Генерал Сергей Алмазов, служивший в Инспекторском управлении КГБ СССР, рассказывал мне, как утром 19 августа 1991 года он приехал в Ригу проверять КГБ Латвии. Встречает гостей заместитель председателя республиканского комитета:
— В Москве ГКЧП.
— Что за ГКЧП?
Никто ничего не поймет. Приехали в республиканский комитет. А оперативный состав КГБ Латвии расколот по национальному признаку. Одни — за Союз, другие — никакого Союза, Латвии — независимость!
Не только рижские чекисты — вся республика раскололась.
«Ты убил советскую Латвию»
Ранней осенью 1988 года я проехал по всей Прибалтике и был потрясен тем, что увидел: Литва, Латвия и Эстония бурлили и требовали независимости. А в Москве этого никто не замечал!

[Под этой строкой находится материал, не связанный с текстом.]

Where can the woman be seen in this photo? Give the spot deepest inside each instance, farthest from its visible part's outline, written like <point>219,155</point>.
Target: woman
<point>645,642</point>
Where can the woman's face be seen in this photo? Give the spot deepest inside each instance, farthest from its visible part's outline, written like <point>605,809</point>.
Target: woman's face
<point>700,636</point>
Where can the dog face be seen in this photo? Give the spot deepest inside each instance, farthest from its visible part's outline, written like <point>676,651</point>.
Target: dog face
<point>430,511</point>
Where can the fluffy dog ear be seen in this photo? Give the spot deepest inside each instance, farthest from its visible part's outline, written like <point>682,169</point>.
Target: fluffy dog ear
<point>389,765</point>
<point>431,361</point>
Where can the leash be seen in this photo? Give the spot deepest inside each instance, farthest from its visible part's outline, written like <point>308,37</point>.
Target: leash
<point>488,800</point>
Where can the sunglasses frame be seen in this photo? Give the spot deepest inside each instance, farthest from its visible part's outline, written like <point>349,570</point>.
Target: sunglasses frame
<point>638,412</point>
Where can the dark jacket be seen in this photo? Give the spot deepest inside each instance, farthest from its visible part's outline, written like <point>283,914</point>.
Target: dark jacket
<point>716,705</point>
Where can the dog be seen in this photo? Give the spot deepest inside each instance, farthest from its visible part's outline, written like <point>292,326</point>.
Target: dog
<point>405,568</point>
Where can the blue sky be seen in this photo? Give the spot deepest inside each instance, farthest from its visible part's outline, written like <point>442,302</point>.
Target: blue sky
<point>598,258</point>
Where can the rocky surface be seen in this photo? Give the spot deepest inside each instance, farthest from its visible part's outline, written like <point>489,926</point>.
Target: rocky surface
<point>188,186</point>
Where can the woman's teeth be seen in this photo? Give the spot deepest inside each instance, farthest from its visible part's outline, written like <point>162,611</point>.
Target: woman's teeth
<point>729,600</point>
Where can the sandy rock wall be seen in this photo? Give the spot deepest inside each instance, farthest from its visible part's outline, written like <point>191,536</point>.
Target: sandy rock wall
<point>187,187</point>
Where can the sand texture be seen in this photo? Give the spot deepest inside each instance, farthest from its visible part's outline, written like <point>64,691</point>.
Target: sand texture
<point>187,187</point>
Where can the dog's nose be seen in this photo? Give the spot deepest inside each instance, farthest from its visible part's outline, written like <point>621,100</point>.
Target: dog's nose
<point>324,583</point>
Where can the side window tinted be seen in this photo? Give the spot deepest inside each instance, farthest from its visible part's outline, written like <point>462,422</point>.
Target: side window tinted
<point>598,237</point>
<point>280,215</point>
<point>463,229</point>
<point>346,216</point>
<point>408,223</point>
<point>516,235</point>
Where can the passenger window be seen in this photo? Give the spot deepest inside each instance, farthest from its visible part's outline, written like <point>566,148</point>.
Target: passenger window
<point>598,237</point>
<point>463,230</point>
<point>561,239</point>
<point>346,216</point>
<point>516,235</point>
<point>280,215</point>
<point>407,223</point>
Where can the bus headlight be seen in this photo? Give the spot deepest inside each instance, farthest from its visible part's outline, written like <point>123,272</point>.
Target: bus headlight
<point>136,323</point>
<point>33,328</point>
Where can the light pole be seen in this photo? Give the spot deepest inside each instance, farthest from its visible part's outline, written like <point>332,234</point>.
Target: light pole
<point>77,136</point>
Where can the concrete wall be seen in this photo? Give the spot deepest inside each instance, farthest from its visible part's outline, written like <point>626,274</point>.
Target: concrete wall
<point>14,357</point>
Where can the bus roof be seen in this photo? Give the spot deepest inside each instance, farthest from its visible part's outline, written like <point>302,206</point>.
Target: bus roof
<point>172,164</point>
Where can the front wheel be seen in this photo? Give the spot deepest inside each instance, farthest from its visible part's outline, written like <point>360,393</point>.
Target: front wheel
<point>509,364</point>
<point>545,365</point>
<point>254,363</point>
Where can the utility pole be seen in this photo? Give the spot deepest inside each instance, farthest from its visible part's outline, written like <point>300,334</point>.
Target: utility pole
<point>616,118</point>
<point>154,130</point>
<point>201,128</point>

Прежде недовольство существовало как бы только на бытовом уровне и проявлялось в заметной даже у флегматичных латышей недоброжелательности к приезжим. Это можно было принять за недовольство массовым притоком отдыхающих и туристов в летний сезон. На самом деле это была лишь внешняя сторона процесса, имеющего глубокие корни.
У памятника Свободы в центре Риги с утра до вечера шли жаркие споры о будущем республики. Властителем дум стал Народный фронт, созданный интеллигенцией. Народный фронт сразу же стал добиваться республиканского суверенитета и права самим решать свои дела.
В Риге провели пленум творческих союзов. Приехал первый секретарь ЦК компартии Латвии Борис Пуго, сидел в президиуме. «Заметно было, — вспоминал один из участников пленума, — как по-человечески неуютно он чувствует себя, слушая с помощью наушника русский перевод выступлений».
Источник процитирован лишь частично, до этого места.